To the surprise of many, Sinn Féin won the general election in Ireland with a share of 24.5%, but Fianna Fáil is the largest party by a difference of one seat (38 versus 37 seats). Read on for a peek into Irish politics and why this election matters.
Before getting into the current situation, it is essential to understand a little about the prominent political parties and their ideologies.
Political Party Profiles
- Fine Gael
Name: family or tribe of the Irish.
Type: a center-right party with a socially progressive tilt.
Current Leader: Leo Varadkar
Ideology: market economics and fiscal discipline which appeal to the urban middle class and well-off farmers, pro-European integration, and LGBTQ rights.
- Fianna Fáil
Name: Soldiers of Destiny.
Type: a centrist, ideologically malleable party.
Current Leader: Micheál Martin
Ideology: commitment to Irish unity and interventionist approach to economic management.
- Sinn Féin
Name: We Ourselves, signifying Irish sovereignty.
Type: A left-wing republican party that competes in the Republic of Ireland and Northern Ireland.
Current Leader: Mary Lou McDonald
Ideology: minority rights, migrants’ rights, eradicating poverty, access to abortion, the unity and independence of Ireland as a sovereign state, and ending British rule in Ireland.
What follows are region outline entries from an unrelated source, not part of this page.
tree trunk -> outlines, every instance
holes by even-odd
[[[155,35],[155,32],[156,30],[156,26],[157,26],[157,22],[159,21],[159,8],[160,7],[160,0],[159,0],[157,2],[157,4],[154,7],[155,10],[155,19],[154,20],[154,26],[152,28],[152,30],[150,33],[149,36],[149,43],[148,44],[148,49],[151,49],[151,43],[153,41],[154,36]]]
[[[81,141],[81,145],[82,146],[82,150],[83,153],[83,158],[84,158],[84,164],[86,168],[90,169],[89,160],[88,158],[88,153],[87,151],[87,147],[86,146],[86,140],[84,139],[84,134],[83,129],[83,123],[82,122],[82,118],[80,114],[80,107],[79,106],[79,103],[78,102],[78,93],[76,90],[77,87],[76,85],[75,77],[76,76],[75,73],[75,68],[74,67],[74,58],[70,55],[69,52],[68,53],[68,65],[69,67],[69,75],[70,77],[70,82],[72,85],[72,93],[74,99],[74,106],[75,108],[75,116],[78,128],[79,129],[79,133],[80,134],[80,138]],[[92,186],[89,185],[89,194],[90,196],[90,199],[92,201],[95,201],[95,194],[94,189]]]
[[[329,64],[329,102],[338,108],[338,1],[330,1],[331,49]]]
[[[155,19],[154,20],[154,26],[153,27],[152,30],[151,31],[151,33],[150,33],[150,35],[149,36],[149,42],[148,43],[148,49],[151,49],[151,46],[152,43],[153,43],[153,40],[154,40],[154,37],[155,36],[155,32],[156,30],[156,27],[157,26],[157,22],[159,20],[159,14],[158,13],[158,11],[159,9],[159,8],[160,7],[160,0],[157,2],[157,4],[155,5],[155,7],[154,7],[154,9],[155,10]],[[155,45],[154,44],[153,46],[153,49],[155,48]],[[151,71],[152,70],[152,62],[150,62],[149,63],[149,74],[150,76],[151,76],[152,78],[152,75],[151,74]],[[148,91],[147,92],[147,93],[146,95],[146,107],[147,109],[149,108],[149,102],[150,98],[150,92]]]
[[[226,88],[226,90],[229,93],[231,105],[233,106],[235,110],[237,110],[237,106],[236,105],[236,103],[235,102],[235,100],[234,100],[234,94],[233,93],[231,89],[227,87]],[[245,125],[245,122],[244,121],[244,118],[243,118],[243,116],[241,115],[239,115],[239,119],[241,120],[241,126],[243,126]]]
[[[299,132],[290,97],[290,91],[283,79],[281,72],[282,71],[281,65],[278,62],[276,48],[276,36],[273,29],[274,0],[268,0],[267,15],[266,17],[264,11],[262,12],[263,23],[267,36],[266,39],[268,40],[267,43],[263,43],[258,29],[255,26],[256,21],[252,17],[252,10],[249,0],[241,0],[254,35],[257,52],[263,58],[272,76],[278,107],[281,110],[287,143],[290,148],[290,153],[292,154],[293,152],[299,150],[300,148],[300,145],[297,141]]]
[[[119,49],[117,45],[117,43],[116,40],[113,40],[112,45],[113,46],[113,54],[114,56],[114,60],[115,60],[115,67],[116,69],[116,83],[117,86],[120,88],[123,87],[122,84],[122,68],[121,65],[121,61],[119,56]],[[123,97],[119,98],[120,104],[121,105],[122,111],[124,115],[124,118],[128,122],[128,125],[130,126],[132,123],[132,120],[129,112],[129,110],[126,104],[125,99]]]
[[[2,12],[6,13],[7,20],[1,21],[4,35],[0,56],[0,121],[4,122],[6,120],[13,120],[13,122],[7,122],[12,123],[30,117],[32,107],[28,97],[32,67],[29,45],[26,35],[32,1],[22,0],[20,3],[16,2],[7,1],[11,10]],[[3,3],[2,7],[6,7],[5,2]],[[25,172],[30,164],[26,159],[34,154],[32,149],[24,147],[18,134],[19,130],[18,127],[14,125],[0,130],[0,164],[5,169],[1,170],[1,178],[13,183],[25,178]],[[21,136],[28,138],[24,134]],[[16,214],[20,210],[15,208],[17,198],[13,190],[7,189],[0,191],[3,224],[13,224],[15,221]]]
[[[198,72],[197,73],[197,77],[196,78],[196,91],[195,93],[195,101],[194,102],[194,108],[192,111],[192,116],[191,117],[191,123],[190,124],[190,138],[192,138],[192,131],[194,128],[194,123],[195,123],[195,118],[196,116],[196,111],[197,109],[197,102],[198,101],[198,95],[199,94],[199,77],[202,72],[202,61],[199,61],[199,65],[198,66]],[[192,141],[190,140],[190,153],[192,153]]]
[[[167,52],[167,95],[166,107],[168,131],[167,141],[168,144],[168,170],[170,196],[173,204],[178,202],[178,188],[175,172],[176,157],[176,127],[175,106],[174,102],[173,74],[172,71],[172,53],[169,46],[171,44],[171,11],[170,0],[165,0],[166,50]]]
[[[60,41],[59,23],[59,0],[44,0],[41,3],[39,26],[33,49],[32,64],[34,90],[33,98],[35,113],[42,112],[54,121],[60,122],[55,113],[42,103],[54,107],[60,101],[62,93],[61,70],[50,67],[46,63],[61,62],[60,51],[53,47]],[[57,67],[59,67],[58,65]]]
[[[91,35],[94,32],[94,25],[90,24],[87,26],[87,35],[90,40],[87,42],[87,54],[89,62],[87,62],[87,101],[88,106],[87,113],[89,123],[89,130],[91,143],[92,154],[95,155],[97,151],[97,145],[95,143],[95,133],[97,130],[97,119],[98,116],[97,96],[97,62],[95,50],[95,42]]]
Why was Sinn Fein’s Victory a Surprise?
Much of the surprise from Sinn Féin’s recent win comes from its past: politically and historically.
Last year, the party experienced poor results from the polls in the local and European elections. In fact, the Irish Times opinion poll estimated last October that the party’s support was barely at 14%. Even Sinn Féin itself recognized their status in the polls and fielded just 42 candidates to limit its losses.
In addition, Sinn Féin was historically accused of supporting terrorism and violence. This accusation emerged when Féin acted as the political wing of the Irish Republican Army who fought a three-decade military campaign with killing, bombing, and shooting in order to throw the British out of Northern Ireland and unite the island of Ireland. The conflict also consisted of the Catholic population wanting unity and Protestant “loyalists,” wanting to remain in the U.K. Overall, more than 3,500 people died in the violence supposedly led by Sinn Féin now known as “The Troubles.”
Why Did Sinn Féin Win?
Despite the historical perception of the party, much support came from younger voters who are disconnected with Féin’s roots. Polls from the general election show for all age groups under the age of 65, Sinn Féin’s political party was most popular.
Especially since the financial crisis of 2008 and the Dublin housing crisis, Sinn Fein has highlighted issues such as housing, homelessness, and healthcare. Sinn Féin’s housing spokesman, Eoin Ó Broin, promised policies such as a rent freeze, and more housing, which successfully attracted voters.
Since Ireland gained independence from Britain, Fine Gael and Fianna Fáil have governed Ireland. Every Irish prime minister, or taoiseach, came from either of the two parties. Nevertheless, many have accused them of inaction on the need for housing. In January, a homeless man in Dublin was accidentally lifted by an industrial vehicle called by council staff to clean the streets without realizing someone was inside. The incident reaffirmed the genuine struggle of housing and contributed to the renewing support for Sinn Féin.
What’s the impact on Brexit?
Given Sinn Fein’s influence on both north and south of the Irish border, the desire for unification will be heard. This may augment the concerns of the Unionists in Northern Ireland, who have already accused Boris Johnson, current British Prime Minister, of betraying them in the Brexit deal.
Sinn Féin has said publicly that one of their goals is to implement a border poll within five years, which will help determine whether Northern Ireland should remain part of the United Kingdom or join with the Republic of Ireland to form a united Ireland. Fianna Fáil and Fine Gael have both avoided this subject due to its sensitivity.
The outcome of the election indicates an unexpected shift in Irish ideology and political support. Analysts propose some possible results of Sinn Féin’s victory: chaos for Brexit, better housing, and possible reunification of Ireland.